That’s also how the most damaging attacks on proprietary software work.

Yeah, supply chain attacks can happen. There was that infamous SolarWinds supply chain attack recently. But I think that there are some important mitigating factors there.

• Proprietary software companies -- unless they're using something open-source like xz upstream in their supply chain, as it's not just a "proprietary software world" and "open-source software world" -- tend to have someone's personal information if they're employed by them. They're not gonna hire and pay some random name who they know only as a GitHub account through a VPN, certainly not make them maintainer of their software.

• Many -- not all -- proprietary software companies mandate that employees work locally. I's likely that if I'm working for a US company, a person is also subject to US law enforcement. In contrast, if you have a state-backed group, they're probably targeting people elsewhere. Whoever the people from the Jia Tan group are, my guess is that it's good odds that they will probably aim to avoid being in a country that they are targeting. Even if we expose their identities, they probably aren't going to be directly-impacted by law enforcement. Open source projects hypothetically could do that, I suppose, but normally they're pretty border-agnostic.
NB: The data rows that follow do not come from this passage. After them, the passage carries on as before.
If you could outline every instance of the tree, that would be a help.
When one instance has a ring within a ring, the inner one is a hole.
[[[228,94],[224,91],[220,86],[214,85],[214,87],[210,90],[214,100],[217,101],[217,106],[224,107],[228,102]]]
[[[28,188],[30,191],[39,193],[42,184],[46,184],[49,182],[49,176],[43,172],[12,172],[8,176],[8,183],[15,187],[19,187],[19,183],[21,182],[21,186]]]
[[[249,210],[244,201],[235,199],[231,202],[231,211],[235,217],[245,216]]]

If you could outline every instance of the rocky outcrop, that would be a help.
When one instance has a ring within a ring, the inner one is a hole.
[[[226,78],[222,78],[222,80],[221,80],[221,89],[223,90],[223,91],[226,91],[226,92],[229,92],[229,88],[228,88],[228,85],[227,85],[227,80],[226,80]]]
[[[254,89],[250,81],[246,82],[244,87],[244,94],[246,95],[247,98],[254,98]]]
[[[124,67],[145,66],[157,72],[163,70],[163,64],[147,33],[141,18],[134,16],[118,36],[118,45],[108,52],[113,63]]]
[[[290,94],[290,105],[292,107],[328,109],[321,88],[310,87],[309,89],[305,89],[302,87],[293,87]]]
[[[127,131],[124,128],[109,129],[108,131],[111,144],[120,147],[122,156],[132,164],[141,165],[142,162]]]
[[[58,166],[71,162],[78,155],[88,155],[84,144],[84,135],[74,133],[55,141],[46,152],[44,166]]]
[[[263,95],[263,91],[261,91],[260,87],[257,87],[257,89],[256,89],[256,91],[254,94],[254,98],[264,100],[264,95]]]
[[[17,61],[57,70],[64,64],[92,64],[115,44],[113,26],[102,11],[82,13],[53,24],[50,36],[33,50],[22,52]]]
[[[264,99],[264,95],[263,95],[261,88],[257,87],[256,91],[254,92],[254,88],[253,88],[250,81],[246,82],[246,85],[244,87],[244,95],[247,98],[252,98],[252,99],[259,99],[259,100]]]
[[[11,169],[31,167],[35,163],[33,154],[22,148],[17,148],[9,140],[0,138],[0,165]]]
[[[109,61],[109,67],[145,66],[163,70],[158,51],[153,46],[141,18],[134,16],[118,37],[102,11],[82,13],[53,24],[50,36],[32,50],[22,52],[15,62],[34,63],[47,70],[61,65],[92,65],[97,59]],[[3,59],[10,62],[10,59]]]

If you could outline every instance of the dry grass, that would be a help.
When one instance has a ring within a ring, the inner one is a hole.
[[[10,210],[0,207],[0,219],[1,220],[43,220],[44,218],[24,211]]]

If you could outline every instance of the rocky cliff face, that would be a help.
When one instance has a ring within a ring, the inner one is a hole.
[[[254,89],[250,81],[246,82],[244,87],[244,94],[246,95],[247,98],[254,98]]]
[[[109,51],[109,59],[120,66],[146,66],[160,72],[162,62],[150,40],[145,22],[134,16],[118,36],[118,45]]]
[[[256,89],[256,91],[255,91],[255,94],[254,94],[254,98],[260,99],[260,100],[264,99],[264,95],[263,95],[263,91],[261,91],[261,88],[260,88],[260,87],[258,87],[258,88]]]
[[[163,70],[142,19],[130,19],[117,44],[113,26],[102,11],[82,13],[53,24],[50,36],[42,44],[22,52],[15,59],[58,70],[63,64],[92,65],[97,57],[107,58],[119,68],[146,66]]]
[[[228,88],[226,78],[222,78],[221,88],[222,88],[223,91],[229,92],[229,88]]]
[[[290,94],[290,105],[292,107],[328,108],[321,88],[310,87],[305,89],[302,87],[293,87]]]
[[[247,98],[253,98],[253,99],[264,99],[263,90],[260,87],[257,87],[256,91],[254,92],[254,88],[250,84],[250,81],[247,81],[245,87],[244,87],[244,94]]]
That is, I think that this is going to be specially a challenge for the open-source world, as the attacks are targeting some things that the open-source community is notable for -- border-agnosticism, a relatively-low bar to join a project, and often not a lot of personal identity validation.

At some point all organizations need to trust their members and co-workers need to trust each other - I can’t think of a way to be more miserable at work than having to second guess everyone around you.

Yeah, that's kinda what I was thinking, but you put it more-frankly.

It seems like there's a lot of potential for this to be corrosive to the community.